Das Großprojekt auf St. Pauli zeigt, wie Stadtentwicklung funktionieren kann.
Es gibt einfachere Bauprojekte als die Großbaustelle am Spielbudenplatz: Jahrelang stritten Politik und Anwohner erbittert um die Zukunft der so genannten „Esso-Häuser“: Dabei ging es weniger um die Ästhetik des 6oer-Jahre-Plattenbaus, den man sich nicht einmal auf dem Kiez schön trinken konnte, sondern um Stadtentwicklung an sich – und um die schleichende Gentrifizierung der weltberühmten Meile: Was bleibt vom Kiez und vor allem seinen Anwohnern, wenn jeder Quadratmeter saniert, neu bebaut, aufgewertet wird?
Ausgerechnet im Streit um die heruntergekommenen „Esso-Häuser“ entbrannte eine überfällige Stadtentwicklungsdebatte, die man sich schon Jahre zuvor gewünscht hätte – etwa, als die Stadt 2004 dem Kiez auf dem ehemaligen Bavaria-Gelände die völlig unpassende Hafenkrone aufpflanzte. Stadtentwicklung betrifft alle – und darf nicht den Investoren allein überlassen werden.
Die „Esso-Häuser“ hätten wie der City-Hof die Stadtentwicklungsdebatte über Jahre beschäftigen können, wären nicht im Dezember 2013 plötzliche Risse im Gebäude aufgetaucht. Doch so schnell, wie sich der einsturzgefährdete Plattenbau abreißen ließ, war keine Einigung über einen Neubau zu erzielen: Lange standen die Zeichen auf Konfrontation zwischen dem Investor und der Politik auf der einen und ihren Kritikern auf der anderen Seite. Bürgerbeteiligung ist mitunter anstrengend und zeitraubend, am Ende aber einigten sich alle auf einen fast historischen Kompromiss.
Vorzeigeprojekt droht zum Luftschloss zu werden
Nach 30 langen Verhandlungsrunden mit der „Planbude“ nahm das Paloma-Viertel Gestalt an: Mit einer kiezgerechten Mischung aus Hotel, Restaurants und Clubs, einer Stadtteilkantine sowie 200 Wohnungen, von denen 40 Prozent öffentlich gefördert werden sollen, ging der Investor an seine Schmerzgrenze. Er verzichtete auf Eigentumswohnungen und sagte Dachgärten und Sportflächen zu, die von allen nutzbar sind. Auch der Kultclub Molotow wird an alter Stelle eine neue Heimat finden.

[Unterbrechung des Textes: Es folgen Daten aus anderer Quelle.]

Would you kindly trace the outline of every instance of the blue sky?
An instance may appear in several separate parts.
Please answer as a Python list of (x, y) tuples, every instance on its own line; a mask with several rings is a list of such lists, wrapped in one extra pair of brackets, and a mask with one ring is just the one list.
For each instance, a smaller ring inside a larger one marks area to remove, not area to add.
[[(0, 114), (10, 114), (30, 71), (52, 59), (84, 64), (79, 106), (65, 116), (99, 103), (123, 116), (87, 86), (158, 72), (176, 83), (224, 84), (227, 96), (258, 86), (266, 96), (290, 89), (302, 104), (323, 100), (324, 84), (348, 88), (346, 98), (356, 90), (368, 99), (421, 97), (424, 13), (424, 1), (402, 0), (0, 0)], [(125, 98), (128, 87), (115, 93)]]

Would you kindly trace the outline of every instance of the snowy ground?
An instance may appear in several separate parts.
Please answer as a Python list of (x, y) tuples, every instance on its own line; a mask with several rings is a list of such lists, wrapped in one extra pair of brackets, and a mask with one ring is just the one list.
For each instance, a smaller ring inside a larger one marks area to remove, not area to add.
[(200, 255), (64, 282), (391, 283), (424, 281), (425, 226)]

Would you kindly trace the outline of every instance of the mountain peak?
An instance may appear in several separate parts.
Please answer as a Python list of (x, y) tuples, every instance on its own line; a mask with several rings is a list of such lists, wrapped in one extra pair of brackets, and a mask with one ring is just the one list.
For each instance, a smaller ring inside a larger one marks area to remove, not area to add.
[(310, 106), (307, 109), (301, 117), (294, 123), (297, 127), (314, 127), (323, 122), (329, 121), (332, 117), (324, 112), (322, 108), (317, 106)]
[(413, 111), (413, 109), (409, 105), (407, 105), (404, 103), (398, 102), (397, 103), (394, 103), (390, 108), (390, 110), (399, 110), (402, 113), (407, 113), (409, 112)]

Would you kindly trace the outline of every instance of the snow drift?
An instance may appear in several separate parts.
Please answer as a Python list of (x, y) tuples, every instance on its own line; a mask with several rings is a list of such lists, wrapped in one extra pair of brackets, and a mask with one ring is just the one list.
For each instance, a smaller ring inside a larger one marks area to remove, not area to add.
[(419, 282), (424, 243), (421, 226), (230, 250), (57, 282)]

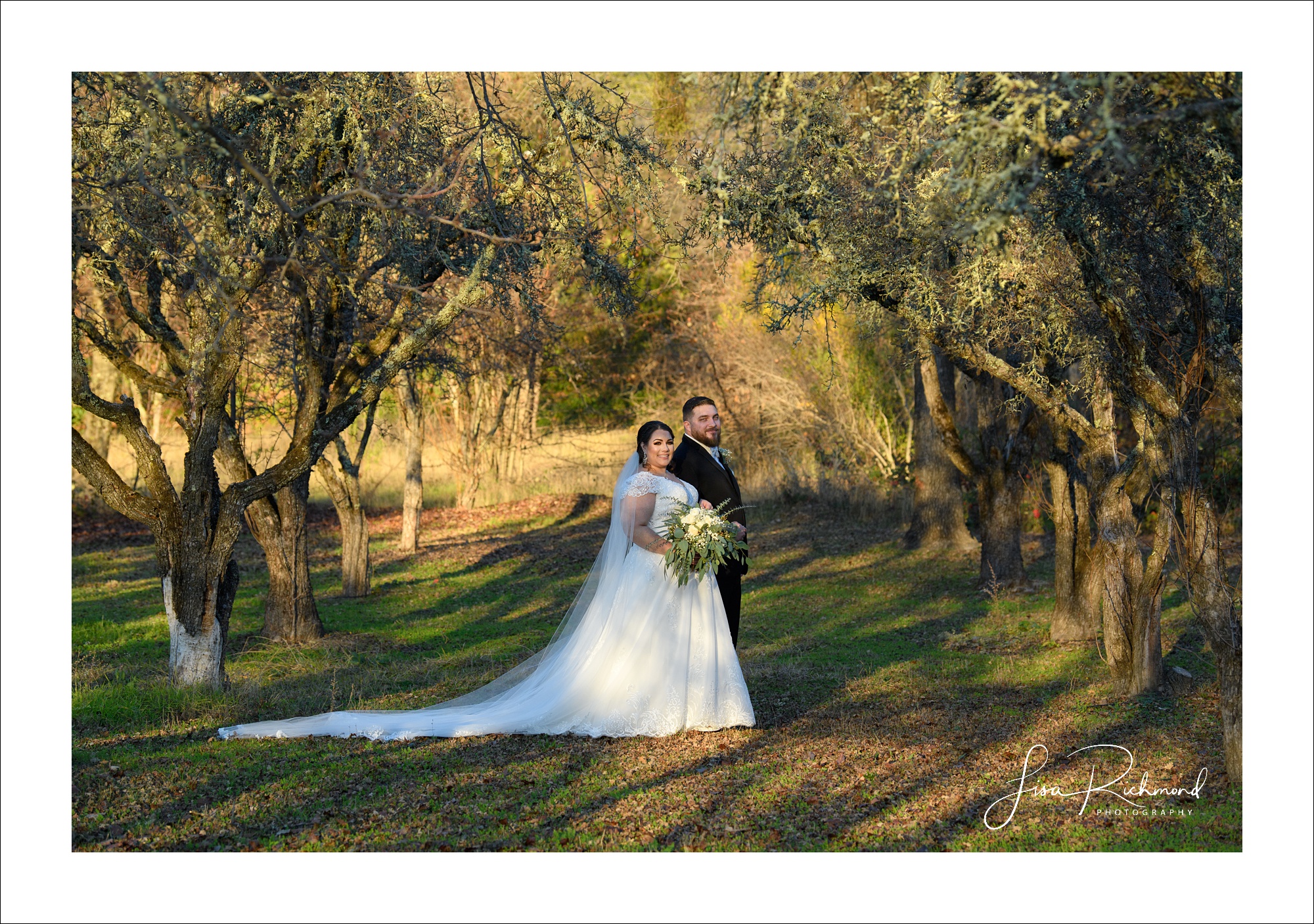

Vergleicht man den Paloma-Plan mit den ursprünglichen Investorenideen, darf man dem Eigner Bayerische Hausbau sicher keine mangelnde Kompromissbereitschaft vorwerfen. Ganz im Gegenteil: In der derzeit aufgeladenen und bis zum Comic verzerrten Debatte um Mietpreise und Investoren („Miethaie zu Fischstäbchen“) zeigte Hamburg, dass die Welt etwas komplizierter ist. Und Kooperation Konfrontation schlägt.
Allein: Der Teufel steckt im Detail. Und manche pfiffige Idee stößt an die Grenze der Wirtschaftlichkeit: So hat sich bis heute keine Baugenossenschaft gefunden, die dort investieren will. Jede weitere Verzögerung aber droht wegen der derzeitigen Kostenexplosion das Vorzeigeprojekt in ein Luftschloss zu verwandeln.
Bauwunde im Herzen des Kiezes droht
Deshalb ist es ein gutes Signal, wenn nun die Finanzbehörde den Kauf eines Gebäudes im Paloma-Viertel in Erwägung zieht. Das Projekt ist zu groß und zu wichtig, zu klug und zu mutig, um es an dieser Stelle noch scheitern zu lassen. Wenn das Paloma-Viertel jetzt kippt, wird bis weit ins nächste Jahrzehnt eine große Bauwunde im Herzen des Kiezes klaffen – und sich die Stimmung zwischen Investoren und Anwohnern weiter verhärten.
Eine politische Lösung liegt da deutlich näher und wäre kein Sündenfall: In Zeiten, wo das notorisch pleite Berlin über Enteignungen diskutiert und Politiker von SPD, Linken und Grünen verzückt den Sozialismus wieder für sich entdecken, könnte der rot-grüne Senat in der Hansestadt zeigen, wie pragmatische und vernünftige Politik aussieht. Und einmal mehr beweisen, warum Hamburg besser regiert wird als Berlin.